Ahead of German Chancellor Angela Merkel’s visit to Cairo to meet with Egyptian President Abdel-Fattah El Sisi, the Tahrir Institute for Middle East Policy (TIMEP) joined fellow non-governmental organizations in signing two open letters addressing the chancellor.
On February 24, TIMEP—along with peer organizations Cairo Institute for Human Rights Studies and CIVICUS, among others—signed a letter to Merkel delivered by EuroMed Rights. The letter specifically addressed the current crackdown on Egypt’s civil society organizations, human rights defenders, and media workers as evidenced by the continuation of the 2011 legal case against nongovernmental organizations, and recent travel bans, asset freezes, and closures faced by NGOs and their workers.
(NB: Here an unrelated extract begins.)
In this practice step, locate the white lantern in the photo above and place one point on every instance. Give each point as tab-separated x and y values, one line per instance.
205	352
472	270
Signatories also referenced the the damage dealt to civil society by new legislation such as the NGO and media laws, and the dwindling opportunities for women to participate in public life as well as the harassment of women human rights defenders.
The second letter was sent by the European Working Group on Egypt under the coordination of the European Council on Foreign Relations and the International Crisis Group on March 1. Signatories spoke to the perils of an “uncritical”’ approach to engagement with Egypt. Such an approach ignores the adverse effects that the Egyptian government’s repression of civic engagement and “over-securitized” governance have on Egypt’s economic crisis and the aspirations of Egyptian citizens and German interests more broadly. The letter also spoke to immigration, explaining that as Germany seeks to protect E.U. stability and manage the flow of refugees and migrants, Egypt’s current trajectory of repression and the mounting pressure placed on the population will lead to further instability, with possible spillover effects that will threaten German interests.
Both letters addressed the recent closing of the El Nadeem Center for the Rehabilitation of Victims of Violence, highlighting it as just another example of the broader constriction of civil society in Egypt. Such oppressive, non-inclusive governance and the closure of the public sphere will only help create favorable conditions for radicalization, and ultimately foment long-term instability. Both letters agree that it is imperative that Egypt undertake significant reform and cease its repression of civil society, both for its own security and interests, as well as for Germany’s.